This beloved portion of Scripture was part of this morning’s reading (1 Peter 1:3-4) :

3 His divine power has granted to us all things that pertain to life and godliness, through the knowledge of him who called us to his own glory and excellence, 4 by which he has granted to us his precious and very great promises, so that through them you may become partakers of the divine nature, having escaped from the corruption that is in the world because of sinful desire.

Many will tune out after the first major phrase: God gives us all we need.  Within itself, that is a wonderful truth, capable of fostering trust in God as the kind and capable Provider of all, to all.

However, Peter’s line of teaching goes a fair bit further.

Not only is God committed to providing life’s needs.  He is committed to making provision for each of us to journey into godliness, the state of God-likeness for which every human being has been designed.  To approach God is to open the door for Him to give you what you need for an existence of “glory and excellence”, even before we have any aspirations or desires for such a life.

The heavyweight phrase in this passage is undoubtedly “partakers of the divine nature”.  One could muse endlessly over the implications of such a five-word package.  But at least two points are clear:

  1. God has made outrageous promises that He intends to keep.
  2. These promises center upon delivering people into this form of existence: Partakers of the divine nature.

Then, in a clarifying statement, Peter expresses that one mark of this type of life is an escape from the corruption caused by sinful desires.  This corruption is in our world because it is in our hearts, and it is God’s intention on neither public nor private scales.  The one who knows anything about God will know this, and the one who values anything about God will make every move they can think of, in that direction.  This is where Peter’s list (faith, virtue, knowledge, self-control, steadfastness, godliness, brotherly affection, and love) finds its spot within the text: Pursue these qualities in your quest to experience both freedom and fruitfulness in Jesus Christ.

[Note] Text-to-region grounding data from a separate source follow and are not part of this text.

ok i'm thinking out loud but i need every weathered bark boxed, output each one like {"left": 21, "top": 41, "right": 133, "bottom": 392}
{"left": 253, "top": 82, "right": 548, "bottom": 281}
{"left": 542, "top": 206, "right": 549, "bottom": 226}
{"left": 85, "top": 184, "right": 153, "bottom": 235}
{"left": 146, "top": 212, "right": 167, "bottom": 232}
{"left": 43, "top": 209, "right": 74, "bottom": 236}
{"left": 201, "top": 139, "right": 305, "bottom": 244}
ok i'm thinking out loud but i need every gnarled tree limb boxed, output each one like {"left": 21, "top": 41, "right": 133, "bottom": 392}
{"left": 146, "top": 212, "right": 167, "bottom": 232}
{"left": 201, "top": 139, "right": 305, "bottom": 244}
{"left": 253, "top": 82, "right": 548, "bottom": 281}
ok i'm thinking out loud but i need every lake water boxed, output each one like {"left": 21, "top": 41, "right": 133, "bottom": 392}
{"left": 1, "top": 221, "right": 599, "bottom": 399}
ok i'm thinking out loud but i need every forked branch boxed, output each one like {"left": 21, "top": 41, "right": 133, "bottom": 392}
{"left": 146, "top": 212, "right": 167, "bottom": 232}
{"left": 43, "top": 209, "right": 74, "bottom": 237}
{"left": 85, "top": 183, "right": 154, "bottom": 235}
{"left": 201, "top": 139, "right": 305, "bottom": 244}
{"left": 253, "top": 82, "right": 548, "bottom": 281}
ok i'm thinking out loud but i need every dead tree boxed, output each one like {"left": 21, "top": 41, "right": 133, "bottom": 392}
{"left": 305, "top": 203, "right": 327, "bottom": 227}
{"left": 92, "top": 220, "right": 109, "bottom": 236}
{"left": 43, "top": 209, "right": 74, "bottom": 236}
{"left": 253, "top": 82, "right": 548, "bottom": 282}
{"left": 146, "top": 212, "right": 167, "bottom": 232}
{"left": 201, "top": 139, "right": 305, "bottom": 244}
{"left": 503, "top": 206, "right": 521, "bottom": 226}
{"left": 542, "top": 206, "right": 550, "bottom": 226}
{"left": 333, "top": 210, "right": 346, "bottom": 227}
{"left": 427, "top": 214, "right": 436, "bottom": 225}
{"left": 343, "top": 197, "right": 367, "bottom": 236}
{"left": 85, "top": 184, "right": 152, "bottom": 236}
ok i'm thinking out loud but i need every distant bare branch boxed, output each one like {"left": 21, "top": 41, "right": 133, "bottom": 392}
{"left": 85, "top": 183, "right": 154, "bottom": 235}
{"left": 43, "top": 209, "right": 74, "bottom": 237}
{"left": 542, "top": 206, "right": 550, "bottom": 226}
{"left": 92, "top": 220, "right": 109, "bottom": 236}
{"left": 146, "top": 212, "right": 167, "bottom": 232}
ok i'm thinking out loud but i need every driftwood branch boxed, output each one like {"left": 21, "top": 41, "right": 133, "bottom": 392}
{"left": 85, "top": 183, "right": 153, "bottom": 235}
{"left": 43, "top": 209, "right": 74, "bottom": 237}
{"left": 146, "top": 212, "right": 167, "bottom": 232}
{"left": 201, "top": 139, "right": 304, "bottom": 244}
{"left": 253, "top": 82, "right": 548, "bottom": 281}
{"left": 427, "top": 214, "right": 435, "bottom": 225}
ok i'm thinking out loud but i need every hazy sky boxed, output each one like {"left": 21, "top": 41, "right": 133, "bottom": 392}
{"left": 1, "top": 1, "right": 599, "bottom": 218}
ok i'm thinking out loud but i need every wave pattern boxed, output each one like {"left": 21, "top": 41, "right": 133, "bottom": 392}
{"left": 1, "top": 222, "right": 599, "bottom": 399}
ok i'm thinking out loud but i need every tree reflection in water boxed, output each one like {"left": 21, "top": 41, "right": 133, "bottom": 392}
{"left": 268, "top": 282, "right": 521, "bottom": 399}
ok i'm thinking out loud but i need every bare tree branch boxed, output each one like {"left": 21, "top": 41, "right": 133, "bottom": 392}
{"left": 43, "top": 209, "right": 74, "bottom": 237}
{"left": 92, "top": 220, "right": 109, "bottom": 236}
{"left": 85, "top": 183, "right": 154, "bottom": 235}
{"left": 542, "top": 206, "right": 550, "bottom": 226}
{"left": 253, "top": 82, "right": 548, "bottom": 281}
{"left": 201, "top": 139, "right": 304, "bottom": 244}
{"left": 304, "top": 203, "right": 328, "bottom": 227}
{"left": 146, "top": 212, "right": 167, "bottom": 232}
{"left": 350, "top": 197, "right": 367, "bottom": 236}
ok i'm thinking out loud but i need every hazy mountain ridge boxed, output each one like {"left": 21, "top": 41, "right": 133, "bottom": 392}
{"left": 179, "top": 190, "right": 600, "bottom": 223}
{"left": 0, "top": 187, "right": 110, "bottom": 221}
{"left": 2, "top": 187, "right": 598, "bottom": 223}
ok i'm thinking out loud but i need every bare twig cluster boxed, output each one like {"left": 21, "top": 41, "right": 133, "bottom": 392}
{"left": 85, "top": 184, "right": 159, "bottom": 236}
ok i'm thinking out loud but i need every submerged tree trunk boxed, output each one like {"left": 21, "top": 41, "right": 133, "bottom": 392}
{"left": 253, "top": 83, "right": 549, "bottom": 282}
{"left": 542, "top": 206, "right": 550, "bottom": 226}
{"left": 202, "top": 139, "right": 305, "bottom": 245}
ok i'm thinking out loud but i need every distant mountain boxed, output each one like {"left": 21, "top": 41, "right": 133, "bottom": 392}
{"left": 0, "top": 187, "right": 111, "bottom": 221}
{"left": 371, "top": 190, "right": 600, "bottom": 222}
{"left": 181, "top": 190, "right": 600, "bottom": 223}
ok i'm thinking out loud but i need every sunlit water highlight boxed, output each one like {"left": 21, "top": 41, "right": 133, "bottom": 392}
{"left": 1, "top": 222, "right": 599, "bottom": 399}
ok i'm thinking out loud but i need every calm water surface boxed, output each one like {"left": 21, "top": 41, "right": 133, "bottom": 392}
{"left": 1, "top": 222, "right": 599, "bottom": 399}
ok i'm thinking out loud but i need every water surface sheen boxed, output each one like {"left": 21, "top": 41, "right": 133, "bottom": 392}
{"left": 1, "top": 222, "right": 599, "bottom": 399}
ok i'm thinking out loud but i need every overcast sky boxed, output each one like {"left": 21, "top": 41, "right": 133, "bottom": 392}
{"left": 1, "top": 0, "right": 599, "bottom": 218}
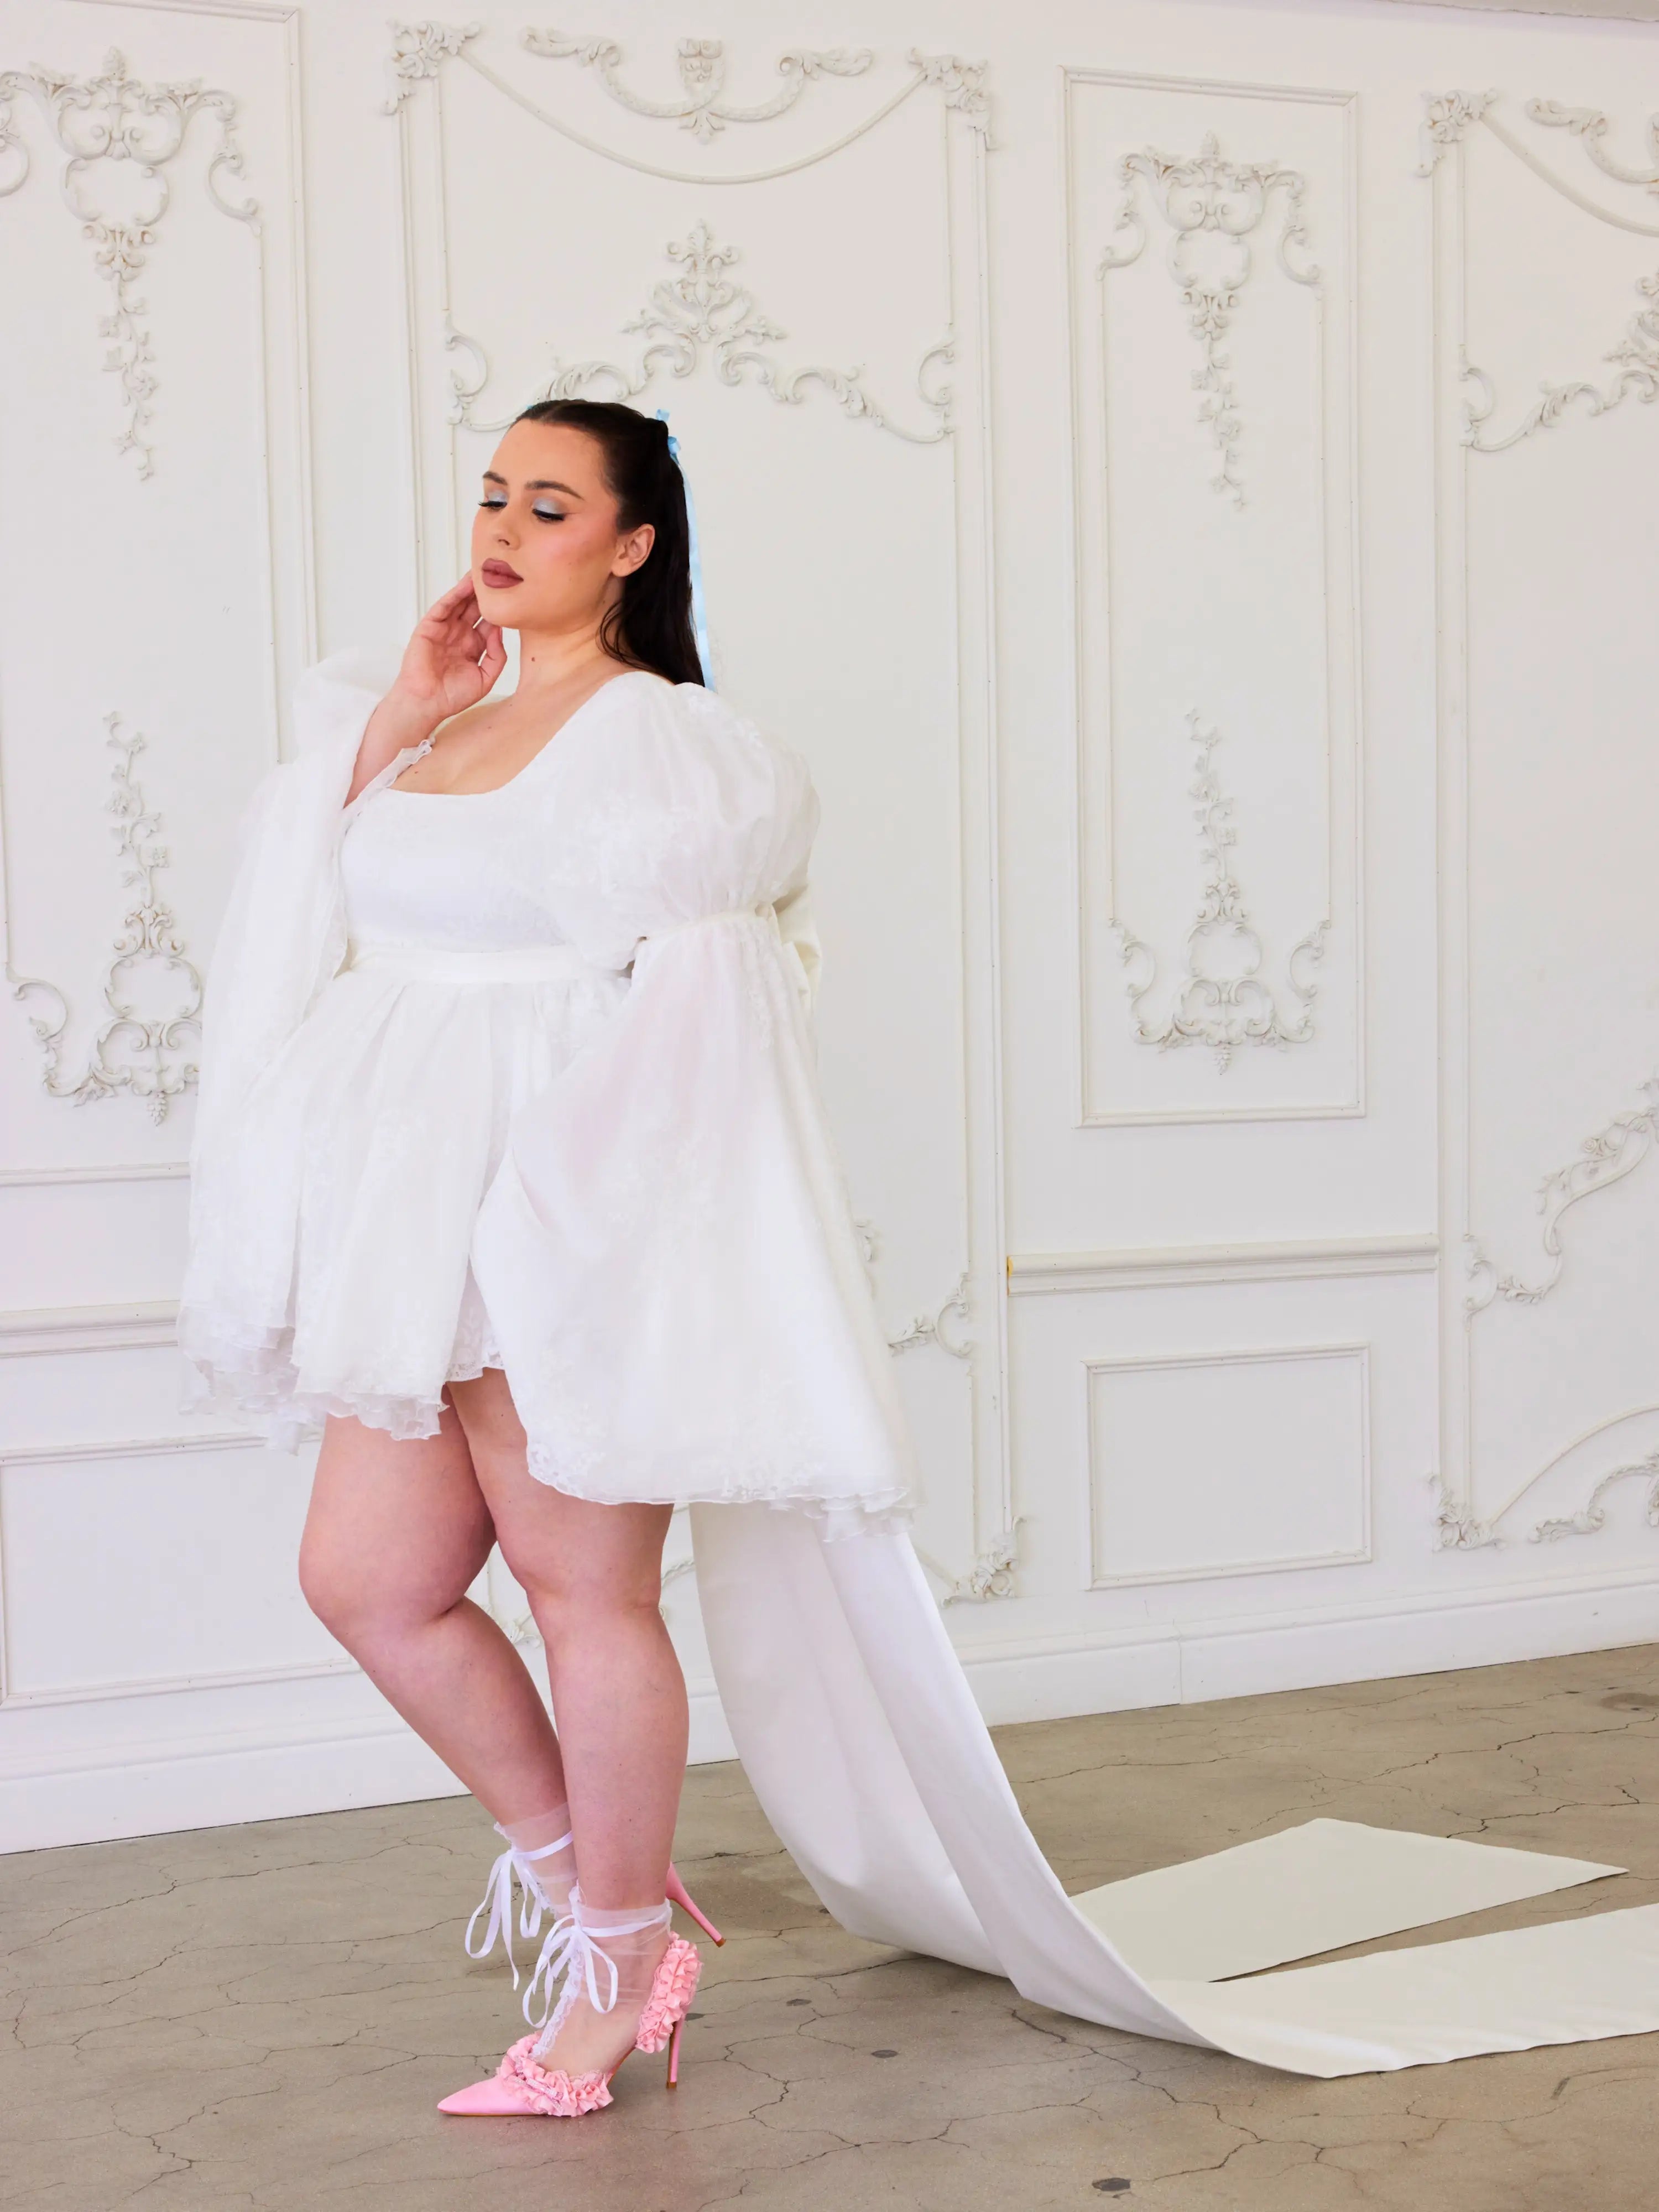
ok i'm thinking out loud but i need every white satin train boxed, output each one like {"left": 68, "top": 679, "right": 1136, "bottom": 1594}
{"left": 691, "top": 1504, "right": 1659, "bottom": 2078}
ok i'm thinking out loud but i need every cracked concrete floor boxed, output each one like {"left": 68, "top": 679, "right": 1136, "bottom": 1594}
{"left": 7, "top": 1643, "right": 1659, "bottom": 2212}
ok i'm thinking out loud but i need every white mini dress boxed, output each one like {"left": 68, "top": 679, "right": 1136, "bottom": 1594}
{"left": 179, "top": 656, "right": 907, "bottom": 1531}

Efforts aside (and there are many to make), this escape from the dark and distorting desires of our hearts unfolds only as we:

  1. Embrace the promises of God (most call this “faith”).
  2. Seek to partake in the divine nature.

This second line matters greatly, as it speaks to the motivation behind every move we make.  Minus this motivation, we fall back into lesser motivations that actually undercut the transformation process:

  • Satisfaction in self, based upon some unwritten scoring system.
  • Reputation based on others’ perceptions of us or on inner illusions of ourselves.

Both of these can motivate us, but neither of them have anything to do with being freed from tainted desires.  In truth, both of them actually feed the corrupt (ie: Self-centered) tendencies that so easily sabotage our escape route into the God-designed life of “glory and excellence”.

“Make every effort”, to be sure.  But make them with measured focus, or our doing will actually be our undoing.